What does all of this mean as we contemplate the future of parts distribution? First, I can suggest what it does not mean. It does not mean that in order to succeed you must own a bunch of stores. I firmly believe that the number of locations is not necessarily proportional to the level of success. The United States landscape is dotted with many, many successful one and two store operators.
There are efficiencies of size, however. Small-store owners across the country, frustrated by new competitors in their markets, often ask me, “How long can my competitors keep giving business away?” Depending on how large the competitors are, the answer may be “a very long time.”
That partially explains why the big want to get bigger. But while the big store owners have the advantages of buying power, marketing power, efficient warehouse support, sophisticated IT systems, etc., smaller operators still remain a force. In fact, about half of the stores in the country are part of a chain of 10 or fewer locations.
I believe there are two primary reasons why small operators will continue to succeed for many years to come. One reason the more tangible of the two is the Internet. The Internet enables small operators to conduct business on systems that are accessible, affordable and every bit as effective as those that are run by larger corporations. Small operators who quickly adapt to this technology will find themselves empowered to perform at very high levels and able to compete in the fiercest of markets.
The other, more intangible reason, is personnel. Huge companies don’t necessarily have an advantage in retaining the best people. Some of the largest retailers like Wal-Mart and Home Depot have shown this to be true. Sure, some may argue that larger corporations can offer higher wages, better benefits, more training and other incentives. That may be true, but those things don’t necessarily correlate to employee satisfaction or retention. For years, human resource experts have maintained that recognition, positive working conditions and fair treatment are what attract and keep the most effective employees. Treat your people well, and you’ll be rewarded with the kind of loyalty that trumps business size. People buy from people, not the size of a company’s store lineup.
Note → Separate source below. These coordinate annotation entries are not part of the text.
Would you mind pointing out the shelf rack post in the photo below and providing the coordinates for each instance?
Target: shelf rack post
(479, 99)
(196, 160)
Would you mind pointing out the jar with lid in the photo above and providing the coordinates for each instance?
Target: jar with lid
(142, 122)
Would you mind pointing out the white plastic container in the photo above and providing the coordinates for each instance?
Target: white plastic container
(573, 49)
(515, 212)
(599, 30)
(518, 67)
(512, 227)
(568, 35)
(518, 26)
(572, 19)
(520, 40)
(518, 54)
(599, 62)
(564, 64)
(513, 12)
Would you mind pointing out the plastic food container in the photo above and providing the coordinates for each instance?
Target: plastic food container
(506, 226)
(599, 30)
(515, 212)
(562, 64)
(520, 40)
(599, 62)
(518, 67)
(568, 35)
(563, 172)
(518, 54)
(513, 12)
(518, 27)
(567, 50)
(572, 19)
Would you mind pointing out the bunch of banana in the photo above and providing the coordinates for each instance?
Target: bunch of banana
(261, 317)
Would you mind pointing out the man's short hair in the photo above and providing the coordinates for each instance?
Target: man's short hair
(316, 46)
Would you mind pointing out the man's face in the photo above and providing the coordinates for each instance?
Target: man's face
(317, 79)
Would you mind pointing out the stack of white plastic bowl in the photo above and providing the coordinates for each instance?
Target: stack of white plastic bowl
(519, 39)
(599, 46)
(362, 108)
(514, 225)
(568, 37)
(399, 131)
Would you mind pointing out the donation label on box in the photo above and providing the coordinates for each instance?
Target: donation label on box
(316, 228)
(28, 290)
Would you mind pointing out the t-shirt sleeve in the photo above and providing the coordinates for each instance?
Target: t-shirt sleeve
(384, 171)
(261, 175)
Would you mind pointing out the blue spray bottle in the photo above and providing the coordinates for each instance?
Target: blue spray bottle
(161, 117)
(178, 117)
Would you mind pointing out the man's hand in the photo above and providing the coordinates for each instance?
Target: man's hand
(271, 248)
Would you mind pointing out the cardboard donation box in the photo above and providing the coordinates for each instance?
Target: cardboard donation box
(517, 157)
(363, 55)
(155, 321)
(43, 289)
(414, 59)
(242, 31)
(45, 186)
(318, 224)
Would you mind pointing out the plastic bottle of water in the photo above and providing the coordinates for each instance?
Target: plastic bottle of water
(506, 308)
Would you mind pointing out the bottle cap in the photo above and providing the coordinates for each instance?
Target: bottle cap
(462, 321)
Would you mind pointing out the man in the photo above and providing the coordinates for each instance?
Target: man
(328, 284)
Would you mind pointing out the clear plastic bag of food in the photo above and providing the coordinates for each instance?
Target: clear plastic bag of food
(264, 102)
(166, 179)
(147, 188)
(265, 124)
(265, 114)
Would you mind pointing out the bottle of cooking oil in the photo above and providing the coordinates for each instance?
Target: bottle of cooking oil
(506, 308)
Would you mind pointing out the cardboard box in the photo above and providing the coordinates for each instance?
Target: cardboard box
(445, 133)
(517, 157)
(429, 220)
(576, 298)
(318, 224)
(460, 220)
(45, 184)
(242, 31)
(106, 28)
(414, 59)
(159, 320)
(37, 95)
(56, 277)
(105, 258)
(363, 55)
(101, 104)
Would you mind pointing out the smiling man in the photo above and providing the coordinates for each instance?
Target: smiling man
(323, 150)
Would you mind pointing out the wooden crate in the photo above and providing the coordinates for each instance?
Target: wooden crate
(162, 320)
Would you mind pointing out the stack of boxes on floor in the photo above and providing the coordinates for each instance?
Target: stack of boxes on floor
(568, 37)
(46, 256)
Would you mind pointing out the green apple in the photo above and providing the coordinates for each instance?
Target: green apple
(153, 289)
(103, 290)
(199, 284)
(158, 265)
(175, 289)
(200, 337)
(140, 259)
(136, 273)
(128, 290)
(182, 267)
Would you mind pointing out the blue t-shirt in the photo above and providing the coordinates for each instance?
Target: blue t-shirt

That’s why successful store operations on a local, market-by-market basis are completely tied to the effectiveness and abilities of the store personnel, regardless of whether that store is part of a large, nationwide chain or just a local, single-operation merchant.
So, while the big will continue to get bigger, their biggest hurdle to overcome is the issue of finding and retaining the most effective store employees they can. This single challenge will dictate which among the biggest store operators will succeed. At the same time, it will also dictate who among the smallest will survive.